Paralysis thus can be iatrogenic (thyroidectomy, mediastinal surgery, cervical), idiopathic (viral illness), due to neoplasia (skull-base tumors, vagal schwannomas), or trauma (arytenoid subluxation, neck trauma). In addition, more systemic neurodegenerative disorders such as amyotrophic lateral sclerosis, neuronitis, Parkinson’s disease, or an autoimmune condition (e.g., systemic lupus erythematosus) may also influence muscle tone and function, resulting in poor glottic closure.
A series of studies showed a high incidence of dysphagia in patients with glottal insufficiency. A retrospective study by Tabaee et al.(8) on 81 patients with unilateral vocal cord immobility showed an aspiration rate of 35% with thin liquids and 18% rate with purée. Their study shows that besides glottal insufficiency, a majority of patients showed laryngeal edema (90%), decreased laryngeal sensation (83%) and difficulty managing secretions (60%), which further may have added to the degree of dysphagia. In two consecutive studies of patients with dysphagia in a large hospital (a total of 4,102 dysphagic patients), Leder et al.(9,10) looked at the incidence of vocal fold immobility (VFI) and its relationship to aspiration and pharyngeal dysphagia. The results showed that the incidence of VFI in all patients with dysphagia in this large sample was 4.7%. Aspiration occurred in 24.5% of the patients with VFI. Thus, a patient with VFI had 2.5 times the odds of aspirating as someone without VFI. Additionally, the study showed that those patients with VFI aspirated liquid more often than purée.
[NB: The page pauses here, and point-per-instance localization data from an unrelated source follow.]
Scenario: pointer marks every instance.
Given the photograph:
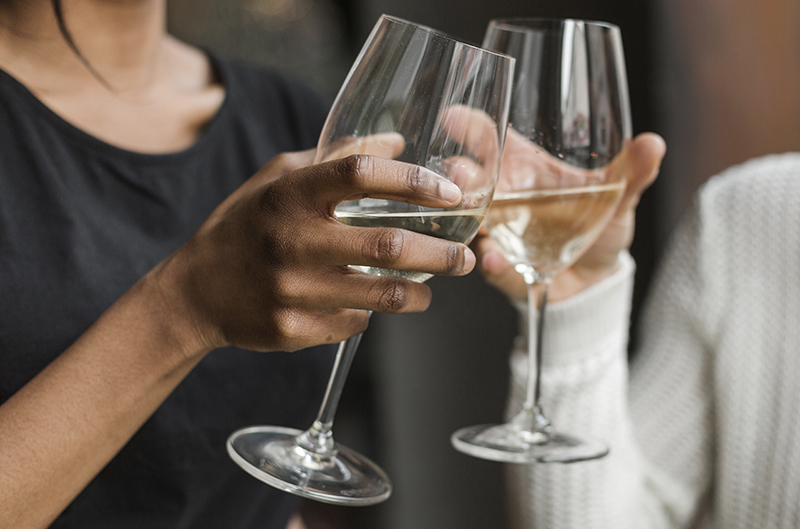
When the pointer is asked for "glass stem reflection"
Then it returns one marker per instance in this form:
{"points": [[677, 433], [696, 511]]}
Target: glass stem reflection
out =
{"points": [[538, 288], [319, 438]]}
The severity of symptoms experienced by the patient is directly related to the degree of glottal insufficiency, governed by the position of the paralyzed vocal fold or the level of vocal fold atrophy. The most commonly reported symptoms include:
Weak and breathy voice.
Decreased volume or projection.
Vocal fatigue (especially late in the day).
Strained voice (overcompensation for poor vocal closure).
Shortness of breath (sensation of breathlessness with speech).
Coughing while eating (suggesting a possible aspiration of liquids).
“Wet” vocal quality.
Odynophagia (pain with swallowing especially with prolong use).
Odynophonia (pain after speaking for long periods of time).
When a patient complains of coughing while eating or drinking, this raises the suspicion of possible aspiration. The reflexive cough is a defense mechanism and in normal people it is immediately triggered by an aspirant, thus protecting the lungs. Coughing while eating or drinking is probably the most common symptom of aspiration. A “wet” vocal quality, particularly during meals, may also indicate reduced airway protection. This symptom suggests that, during deglutition, food or liquid is entering the laryngeal vestibule and possibly resting on the vocal cords. Therefore, a patient might exhibit a “wet” or “gurgly” vocal quality during phonation. Fatigue with meals and a weak or breathy voice may also alert the swallowing specialist on the potential of reduced upper airway protection.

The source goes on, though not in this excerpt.